Nach einem Schreiben der Schulleitung, in dem die Notwendigkeit einer Sanierung beschrieben wurde, gab der Gemeinderat bereits drei Monate später grünes Licht für die Neubaumaßnahme. Im Februar 2015 wurde in einer Schulverbandsversammlung die Ausführung beschlossen, nachdem die Regierung finanzielle Unterstützung zugesagt hatte. "14 Monate Umsetzungszeit, von der Idee bis zur Fertigstellung, kann sich sehen lassen", führte Peter König aus. Bis zum Tag vor dem Schulfest war gearbeitet worden, in dieser Woche wird nun noch der Belag aufgezogen.

Der vielfältige Dank für die Neuerung wurde dann auch in den Einführungsworten zur Segnung der neuen Anlage deutlich, die Pfarrer Hans Riedl aus Neusorg und Pfarrer Daniel Fenske vom evangelischen Pfarramt Brand bei Marktredwitz vornahmen.
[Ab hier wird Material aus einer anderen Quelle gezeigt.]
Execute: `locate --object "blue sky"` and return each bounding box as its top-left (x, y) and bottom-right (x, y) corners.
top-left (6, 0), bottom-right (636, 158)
Gerhard Fröhlich, Inhaber des gleichnamigen Ingenieurbüros in Neusorg, informierte über die Anlage mit einer Größe von 28 mal 44 Metern sowie einer eingebauten Hoch- und Weitsprunganlage.

Hektisch geworden sei es am Ende der Bauphase, als die ausführende Firma mitteilen musste, dass sie den Termin für die Aufbringung des Asphalt- und Kunststoffbelags nicht einhalten könne. Die Firma Markgraf konnte aushelfen und bis zum Schulfest wenigstens den schwarzen Asphaltbelag aufbringen.

Regelmäßig bewegen

Schulamtsdirektor Rudolph Kunz fragte: "Wie viel Sport braucht die Schule?" Sie brauche mehr qualitativ hochwertigen, an den Erfordernissen einer veränderten Kindheit und Jugend ausgerichteten Sportunterricht. Zudem benötige sie regelmäßige Bewegungsphasen im Sitzunterricht, und die Lehrkräfte müssten Überlegungen anstellen, wie kognitive Lerninhalte mit Bewegung vermittelt werden können. Ein fitter Körper sei leistungsfähiger, stressresistenter, weniger krankheitsanfällig und für große Belastungen besser gewappnet.